Le laboratoire allemand CureVac et ses travaux sur un potentiel vaccin contre le Covid-19 ont attiré l’attention de Donald Trump, qui s’est heurtée au protectionnisme de l’Union Européenne. En réponse, celle-ci apporte son soutien au laboratoire dans un contexte de guerre sanitaire et de course à l’armement disputé.

Tout a commencé le 3 mars, lorsque l’américain Daniel Menichella, alors PDG du laboratoire allemand CureVac, développant un vaccin contre le Covid-19, rencontre Donald Trump à la Maison Blanche.
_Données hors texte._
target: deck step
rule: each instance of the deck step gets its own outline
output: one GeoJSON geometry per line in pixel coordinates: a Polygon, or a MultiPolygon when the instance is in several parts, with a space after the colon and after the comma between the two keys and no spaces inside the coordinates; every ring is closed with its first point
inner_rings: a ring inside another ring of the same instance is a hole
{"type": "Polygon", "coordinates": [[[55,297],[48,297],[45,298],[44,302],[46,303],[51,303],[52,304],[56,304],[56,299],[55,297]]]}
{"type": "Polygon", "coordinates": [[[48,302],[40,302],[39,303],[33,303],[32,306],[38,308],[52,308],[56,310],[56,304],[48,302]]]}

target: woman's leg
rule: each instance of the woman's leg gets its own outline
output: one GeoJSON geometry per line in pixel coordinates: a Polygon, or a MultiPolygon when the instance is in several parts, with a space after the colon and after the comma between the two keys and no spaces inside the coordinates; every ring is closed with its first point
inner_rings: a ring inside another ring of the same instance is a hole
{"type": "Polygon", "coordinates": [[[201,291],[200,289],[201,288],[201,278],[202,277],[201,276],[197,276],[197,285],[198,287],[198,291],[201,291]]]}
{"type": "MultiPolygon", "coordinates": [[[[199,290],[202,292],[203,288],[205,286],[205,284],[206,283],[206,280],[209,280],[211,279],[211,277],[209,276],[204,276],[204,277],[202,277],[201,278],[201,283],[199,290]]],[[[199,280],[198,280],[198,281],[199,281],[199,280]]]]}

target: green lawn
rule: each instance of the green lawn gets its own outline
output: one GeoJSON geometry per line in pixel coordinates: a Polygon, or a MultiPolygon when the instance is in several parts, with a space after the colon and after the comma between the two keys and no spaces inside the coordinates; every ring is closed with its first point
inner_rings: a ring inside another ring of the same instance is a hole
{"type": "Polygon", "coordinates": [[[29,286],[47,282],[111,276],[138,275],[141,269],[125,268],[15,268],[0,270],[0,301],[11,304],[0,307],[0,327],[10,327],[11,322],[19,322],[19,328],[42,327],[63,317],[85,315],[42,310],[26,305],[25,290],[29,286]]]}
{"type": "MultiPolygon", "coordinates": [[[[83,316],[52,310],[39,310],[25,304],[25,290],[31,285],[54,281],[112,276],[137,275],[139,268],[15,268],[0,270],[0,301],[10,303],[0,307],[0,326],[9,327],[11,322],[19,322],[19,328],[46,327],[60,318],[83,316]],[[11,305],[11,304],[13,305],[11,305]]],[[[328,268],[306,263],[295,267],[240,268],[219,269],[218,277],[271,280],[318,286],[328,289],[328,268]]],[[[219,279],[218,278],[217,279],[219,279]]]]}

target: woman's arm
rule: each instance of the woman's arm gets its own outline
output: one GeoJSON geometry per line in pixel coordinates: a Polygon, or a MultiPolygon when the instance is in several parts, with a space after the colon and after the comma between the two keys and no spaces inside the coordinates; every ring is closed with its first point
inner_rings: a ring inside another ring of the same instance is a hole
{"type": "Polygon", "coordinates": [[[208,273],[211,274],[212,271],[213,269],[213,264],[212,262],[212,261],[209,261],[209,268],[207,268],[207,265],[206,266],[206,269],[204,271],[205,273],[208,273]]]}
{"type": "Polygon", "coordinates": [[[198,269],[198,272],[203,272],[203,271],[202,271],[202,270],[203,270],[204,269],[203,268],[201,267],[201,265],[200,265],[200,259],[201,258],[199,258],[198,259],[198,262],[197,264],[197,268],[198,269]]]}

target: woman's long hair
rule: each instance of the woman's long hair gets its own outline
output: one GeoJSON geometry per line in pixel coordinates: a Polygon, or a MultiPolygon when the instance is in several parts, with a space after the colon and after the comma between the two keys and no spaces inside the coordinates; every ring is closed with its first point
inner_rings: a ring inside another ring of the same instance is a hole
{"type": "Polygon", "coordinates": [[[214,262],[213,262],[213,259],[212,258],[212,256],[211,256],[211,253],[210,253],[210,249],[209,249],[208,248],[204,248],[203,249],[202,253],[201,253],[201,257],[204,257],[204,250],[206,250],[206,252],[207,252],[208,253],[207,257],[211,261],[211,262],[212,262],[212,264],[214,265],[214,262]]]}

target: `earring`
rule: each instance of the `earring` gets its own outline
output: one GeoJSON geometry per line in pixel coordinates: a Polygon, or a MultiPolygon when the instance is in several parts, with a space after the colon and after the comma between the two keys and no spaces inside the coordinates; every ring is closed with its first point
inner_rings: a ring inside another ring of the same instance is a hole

Un communiqué de presse de la société indique alors qu’il y avait été invité pour « discuter d’un développement rapide d’un vaccin contre le coronavirus ». Une semaine plus tard, M. Menichella est suspendu de ses fonctions jusqu’à nouvel ordre pour des raisons médicales sans lien avec le Covid-19. Curieusement, selon les informations du quotidien Die Welt, relayées par Courrier International, Donald Trump aurait formulé une offre d’un milliard de dollars pour s’offrir le laboratoire, et ainsi l’exclusivité du vaccin contre le Covid-19. Horst Seehofer, ministre allemand de l’Intérieur confirmait alors ces allégations : "Je peux juste dire que j'ai entendu aujourd'hui à plusieurs reprises de la part de membres du gouvernement que c'est exact". 

L’Allemagne s’y oppose fermement, silence radio côté américain

Le gouvernement allemand a fait bloc en réaction à ces révélations, arguant qu’il ferait tout pour que le vaccin soit développé en Europe, a fortiori puisque le laboratoire conçoit son vaccin en partenariat avec l'organisme public CEPI (Coalition for Epidemic Preparedness Innovations), auquel les États-Unis n’appartiennent pas. L’actionnaire de référence du laboratoire, l’une des plus grandes fortunes d’Allemagne, Dietmar Hopp, s’est également opposé à l’offre de Donald Trump : «Il n’est pas imaginable qu’une entreprise allemande développe un vaccin et que les Etats-Unis l’exploitent en exclusivité.» Dans un tweet, le laboratoire a alors démenti toute offre du président américain. Celui-ci n’a même pas commenté. 

L’Europe protège son poulain …

La présidente de la commission européenne, Ursula von der Leyen, s’est alors muée en protectrice du laboratoire allemand, en lui octroyant un financement non dilutif de 80 millions d’euros, examiné depuis par la banque européenne d’investissement. « Dans cette crise sanitaire, il est essentiel de soutenir nos chercheurs et nos industries technologiques de pointe. Nous sommes déterminés à alimenter financièrement CureVac pour accélérer le développement et la production d’un vaccin », a-t-elle déclaré avant de poursuivre : « J'espère qu'avec ce soutien nous pourrons avoir un vaccin sur le marché avant l'automne. »

… dans une course mondiale pour le vaccin …

De fait, CureVac n’est pas le seul laboratoire sur le coup. L'Américain Moderna mène des essais cliniques à Seattle, un des principaux foyers de l'épidémie aux Etats-Unis. Ses compatriotes Johnson & Johnson, Regeneron, Inovio, mais aussi le Français Sanofi travaillent tous au développement d'un vaccin. En Australie, les chercheurs de l'Institut Doherty ont réussi à cartographier la réponse au coronavirus des cellules de défenses immunitaires et des anticorps d'une patiente infectée. Une avancée majeure dans le but de reproduire la réponse immunitaire naturelle du corps au virus.

… que CureVac entame avec une stratégie unique

L’avantage de CureVac dans cette compétition tient au procédé mis en place pour élaborer son vaccin. Le laboratoire travaille sur l’ARN messager, qui code, depuis l’ADN, la production des protéines qui combattent le virus. Si cette technique permettrait de produire les vaccins à grande échelle et à faible coup, il n’existe aujourd’hui « aucun modèle animal de vaccin à ARNm qui corresponde parfaitement aux réponses immunitaires humaines, ce qui explique l'importance des essais cliniques », selon les chercheurs du CNRS de Lyon. Grâce à l’appui financier de l’Union Européenne, le laboratoire pourrait être en mesure de mener ces essais dans quelques mois, et s’ils s’avèrent concluants, gagner cette course où le winner takes it all.